Una parte consistente del suo volume è dedicata all’analisi del concetto di “cultura di massa” che, sin dall’articolo pubblicato in due parti sul settimanale del Partito comunista italiano "Rinascita" nel 1963, fece molto discutere, soprattutto in una sinistra che sembrava incapace di comprendere quanto dirompente fosse la portata di quel fenomeno. A quasi 60 anni di distanza da quel saggio, quanto ancora è importante quel concetto?

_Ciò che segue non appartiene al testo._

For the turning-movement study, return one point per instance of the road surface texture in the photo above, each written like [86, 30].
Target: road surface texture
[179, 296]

Effettivamente, Eco è stato negli anni Sessanta uno dei primissimi autori ad occuparsi del concetto di cultura di massa e ha espresso all’epoca delle idee che sono ancora molto efficaci. Si pensi che in "Apocalittici e integrati" ha sostenuto che «tra il consumatore di poesia di Pound e il consumatore di un romanzo giallo, in linea di diritto, non esiste alcuna differenza di classe sociale o di livello intellettuale. Ciascuno di noi può essere l’uno e l’altro in diversi momenti della propria giornata». Anticipava cioè quel concetto di «consumatore onnivoro» che è stato formulato soltanto numerosi anni dopo e che corrisponde ai comportamenti di consumo presenti nelle attuali società ipermoderne. Si tratta di un soggetto che è alla costante ricerca di forme culturali di varia natura e consuma prodotti di livello sia alto che basso. Oggi, anche in conseguenza dell’arrivo del Web, siamo diventati tutti un po' così.

Il linguaggio dei media nella contemporaneità fa sempre più affidamento sul “visivo”. Umberto Eco era molto interessato a questa forma di linguaggio. Può illustrarci il suo pensiero in merito?
Più che altro Eco ha cercato di spiegare la natura misteriosa che le immagini esprimono per noi. Ha cercato cioè di fornire dei concetti utili per la comprensione di testi visivi i cui significati spesso ci sfuggono. A suo avviso, le immagini possono dare vita a degli “stimoli surrogati”, che sono in grado di determinare negli individui degli effetti corrispondenti a quelli prodotti dalla realtà fisica, in quanto attivano nel corpo umano dei recettori che sono gli stessi che scatterebbero in presenza dello stimolo reale. Già nel 1968, all’interno del volume "La struttura assente", analizzando un’immagine pubblicitaria che mostrava un invitante bicchiere di birra spumeggiante, ha sostenuto che i testi iconici non possiedono le proprietà dell’oggetto rappresentato, ma riescono a riprodurre alcune condizioni della percezione comune. Per questo, secondo Eco, le immagini sono in grado di mentire così bene, riescono cioè ad ingannare efficacemente il nostro cervello.

In una Università come la nostra in cui la comunicazione non è solo centrale ma, in un certo senso, la definisce, quanto è importante continuare a solcare le strade aperte da Eco?
Credo che sia importante ricordare che è grazie principalmente a una proposta proveniente da Eco se alcuni decenni fa sono nati i primi corsi di laurea in Scienze della comunicazione, che poi si si sono fortemente diffusi nelle università italiane. Eco ha promosso l’innovativo DAMS a Bologna e poi il progetto ministeriale per l’insegnamento della comunicazione nelle università. E l’Università IULM ha aderito sin da subito a questo progetto, in quanto all'inizio degli anni Novanta ha lanciato il primo corso di laurea in Italia sulle relazioni pubbliche e la comunicazione d’impresa. D’altronde, Umberto Eco è sempre stato convinto che i docenti e gli intellettuali abbiano il dovere di dare un contributo al processo di alfabetizzazione ed emancipazione degli individui rispetto ai messaggi dei media. Debbano cioè svolgere un’attività di educazione di tutte le persone nei confronti dei media. Anche rispetto al Web e ai social media, che possono creare, come ha provocatoriamente sostenuto nel 2015, delle masse di “imbecilli”, ma possono allo stesso tempo anche essere utili alla crescita culturale delle persone se vengono impiegati per aumentare le conoscenze e le capacità di ragionamento.